The department covered it up. The official story was that the guy’s arms were sliced off when he tried to escape across a farm co-op and got caught in a shredder. Nobody had any problem keeping that secret. I’d always been a loner, but the whole department stuck up for me anyway. Go figure. I’d have let me hang for it.
Clark took me out of the media storm by bringing me along on this mission. The P.D. was glad of it—they’d shoved me out the door. The idea was, I guess, that by the time we came back from forty-odd months in space, I’d be yesterday’s news.

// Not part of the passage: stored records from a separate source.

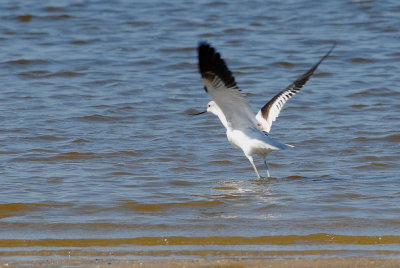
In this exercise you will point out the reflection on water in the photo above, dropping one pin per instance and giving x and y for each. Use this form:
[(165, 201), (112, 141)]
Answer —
[(98, 152)]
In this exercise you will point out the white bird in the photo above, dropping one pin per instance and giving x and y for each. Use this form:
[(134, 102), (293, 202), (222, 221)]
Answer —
[(244, 130)]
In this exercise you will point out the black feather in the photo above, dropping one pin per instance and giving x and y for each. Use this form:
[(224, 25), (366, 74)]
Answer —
[(211, 63)]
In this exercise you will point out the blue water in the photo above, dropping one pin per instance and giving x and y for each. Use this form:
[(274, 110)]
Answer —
[(96, 139)]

Whe-ther I wanted to be here or not, I had to be, for the good of everybody else.
I watched Clark, standing there in his blue flight suit with the lapel pin of a cloisonné bluebird which his wife had made for him in art class. He kind of looked like a big blue bird with a red crest. I appreciated him for his ability to live a utilitarian life of routine and practicality while still hanging on to universal visions. I couldn’t do it. My visions never went past my shoes.
“This might not go the way you want it to,” I warned.
He looked at me. “It will.”
I stepped closer, to make sure none of the bustling crew around us could hear. “You can have this planet any time you want, but you and your crew don’t get your big bonuses without my official certification that’s it’s clear of human life. If we can’t account for every one of those researchers, dead or alive, then I don’t sign off on the deployment of your poison platoon. I’m not here to do you a favor. If I don’t certify, you don’t collect.”
I felt like a ghoul, silhouetted from behind by the brighter lights of the loading area, which now was bustling with active crew as Gaylord and Theo directed their preparation for what would come over the next few hours.
Clark squinted in mental discomfort and clearly some disappointment. Maybe he had expected me to bend to the occasion in his favor. If you want rules bent, ask a friend.